Viliam comments on Debunking Fallacies in the Theory of AI Motivation - Less Wrong
You are viewing a comment permalink. View the original post to see all comments and the full post content.
You are viewing a comment permalink. View the original post to see all comments and the full post content.
Comments (343)
You ask
and you give me a helpful hint:
Well, first please note that ALL artifacts at the present time, including computer systems, cans of beans, and screwdrivers, are psychopaths because none of them are DESIGNED to possess empathy. So your hint contains zero information. :-)
What is the probability that an AI would be a psychopath if someone took the elementary step of designing it to have empathy? Probability would be close to 1, assuming the designers knew what empathy was, and knew how to design it.
But your question was probably meant to target the situation where someone built an AI and did not bother to give it empathy. I am afraid that that is outside the context we are examining here, because all of the scenarios talk about some kind of inevitable slide toward psychpathic behavior, even under the assumption that someone does their best to give the AI an empathic motivation.
But I will answer this: if someone did not even try to give it empathy, that would be like designing a bridge and not even trying to use materials that could hold up a person's weight. In both cases the hypothetical is not interesting, since designing failure into a system is something any old fool could do.
Your second remark is a classic mistake that everyone makes in the context of this kind of discussion. You mention that the phrase "benevolence toward humanity" means "benevolence" as defined by the computer code.
That is incorrect. Let's try, now, to be really clear about that, because if you don't get why it is incorrect we might waste a lot of time running around in circles. It is incorrect for two reasons. First, because I was consciously using the word to refer to the normal human usage, not the implementation inside the AI. Second, it is incorrect because the entire issue in the paper is that there is a discrepancy between the implementation inside the AI and normal usage, and that discrepancy is then examined in the rest of the paper.
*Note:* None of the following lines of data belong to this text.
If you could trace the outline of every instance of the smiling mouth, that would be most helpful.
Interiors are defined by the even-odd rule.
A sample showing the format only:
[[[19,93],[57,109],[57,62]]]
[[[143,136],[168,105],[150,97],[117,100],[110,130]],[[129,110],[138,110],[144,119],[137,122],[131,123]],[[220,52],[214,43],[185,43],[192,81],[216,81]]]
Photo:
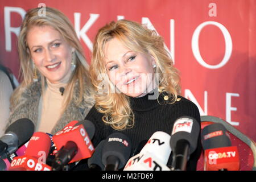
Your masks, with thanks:
[[[133,79],[131,79],[131,80],[130,80],[130,81],[127,81],[125,84],[126,84],[126,85],[130,84],[133,81],[135,81],[136,80],[137,80],[138,78],[138,77],[136,77],[136,78],[133,78]]]
[[[53,68],[57,67],[59,65],[60,65],[60,63],[61,63],[61,62],[59,62],[59,63],[57,63],[53,64],[53,65],[46,66],[46,67],[48,69],[53,69]]]

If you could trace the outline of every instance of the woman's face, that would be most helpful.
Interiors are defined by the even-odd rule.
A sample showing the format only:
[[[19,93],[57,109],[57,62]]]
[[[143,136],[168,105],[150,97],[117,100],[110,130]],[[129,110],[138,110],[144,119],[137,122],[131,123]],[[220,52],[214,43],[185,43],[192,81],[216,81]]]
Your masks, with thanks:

By simply asserting that the AI may believe, "correctly" that benevolence is the same as violence toward people, you are pre-empting the discussion.
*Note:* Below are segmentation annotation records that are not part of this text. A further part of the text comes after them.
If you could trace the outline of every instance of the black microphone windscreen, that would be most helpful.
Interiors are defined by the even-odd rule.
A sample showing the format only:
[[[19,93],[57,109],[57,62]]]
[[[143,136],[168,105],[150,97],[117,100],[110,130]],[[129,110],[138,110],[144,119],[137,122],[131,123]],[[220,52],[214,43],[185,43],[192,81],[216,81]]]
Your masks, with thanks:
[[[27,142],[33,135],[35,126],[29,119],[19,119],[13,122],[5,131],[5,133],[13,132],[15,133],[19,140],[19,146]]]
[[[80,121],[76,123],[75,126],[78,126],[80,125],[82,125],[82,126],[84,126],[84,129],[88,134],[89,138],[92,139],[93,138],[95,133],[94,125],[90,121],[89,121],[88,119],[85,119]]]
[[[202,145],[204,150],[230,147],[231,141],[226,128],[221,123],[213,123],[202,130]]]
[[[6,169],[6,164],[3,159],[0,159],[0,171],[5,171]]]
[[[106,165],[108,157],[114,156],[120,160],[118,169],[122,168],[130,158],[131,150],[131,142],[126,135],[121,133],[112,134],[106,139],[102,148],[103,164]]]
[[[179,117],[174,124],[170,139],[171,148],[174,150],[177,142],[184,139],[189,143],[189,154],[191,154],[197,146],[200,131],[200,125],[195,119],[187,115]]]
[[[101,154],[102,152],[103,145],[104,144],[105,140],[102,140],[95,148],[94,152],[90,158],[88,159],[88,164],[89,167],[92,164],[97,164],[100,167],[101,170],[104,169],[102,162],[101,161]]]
In the remarks you make after that, you are reciting the standard line contained in all the scenarios that the paper is addressing. That standard line is analyzed in the rest of the paper, and a careful explanation is given for why it is incoherent. So when you simply repeat the standard line, you are speaking as if the paper did not actually exist.
I can address questions that refer to the arguments in the paper, but I cannot say anything if you only recite the standard line that is demolished in the course of the paper's argument. So if you could say something about the argument itself.....
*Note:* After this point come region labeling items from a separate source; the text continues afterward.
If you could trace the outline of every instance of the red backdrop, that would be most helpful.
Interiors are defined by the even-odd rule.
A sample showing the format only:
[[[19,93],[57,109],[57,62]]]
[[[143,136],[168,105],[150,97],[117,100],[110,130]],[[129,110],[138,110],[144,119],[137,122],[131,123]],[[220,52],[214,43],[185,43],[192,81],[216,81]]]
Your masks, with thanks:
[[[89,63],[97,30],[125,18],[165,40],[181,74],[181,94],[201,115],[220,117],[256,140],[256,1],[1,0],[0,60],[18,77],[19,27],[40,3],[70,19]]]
Sorry, I admit I do not understand what exactly the argument is. Seems to me it is something like "if we succeed to make the Friendly AI perfectly on the first attempt, then we do not have to worry about what could go wrong, because the perfect Friendly AI would not do anything stupid". Which I agree with.
Now the question is (1) what is the probability that we will not get the Friendly AI perfectly on the first attempt, and (2) what happens then? Suppose we got the "superintelligent" and "self-improving" parts correctly, and the "Friendly" part 90% correctly...
As to not understanding the argument - that's understandable, because this is a long and dense paper.
If you are trying to summarize the whole paper when you say "if we succeed to make the Friendly AI perfectly on the first attempt, then we do not have to worry about what could go wrong, because the perfect Friendly AI would not do anything stupid", then that would not be right. The argument includes a statement that resembles that, but only as an aside.
As to your question about what happens next, or what happens if we only get the "Friendly" part 90% correct .... well, you are dragging me off into new territory, because that was not really within the scope of the paper. Don't get me wrong: I like being dragged off into that territory! But there just isn't time to write down and argue the whole domain of AI friendliness all in one sitting.
The preliminary answer to that question is that everything depends on the details of the motivation system design and my feeling (as a designer of AGI motivation systems) is that beyond a certain point the system is self-stabilizing. That is, it will understand its own limitations and try to correct them.
But that last statement tends to get (some other) people inflamed, because they do not realize that it comes within the "swarm relaxation" context, and they misunderstand the manner in which a system would self correct. Although I said a few things about swarm relaxation in the paper, I did not give enough detail to be able to address this whole topic here.
I understand your desire to stick to an exegesis of your own essay, but part of a critical examination of your essay is seeing whether or not it is on point, so these sorts of questions really are "about" your essay.
Regardng your preliminary answer, I by "correct" I assume you mean "correctly reflecting the desires of the human supervisors"? (In which case, this discussion feeds into our other thread.)
With the best will in the world, I have to focus on one topic at a time: I do not have the bandwidth to wander across the whole of this enormous landscape.
As your question: I was using "correct" as a verb, and the meaning was "self-correct" in the sense of bringing back to the previosuly specified course.
In this case this would be about the AI perceiving some aspects of its design that it noticed might cause it to depart from what it's goal was nominally supposed to be. In that case it would suggest modifications to correct the problem.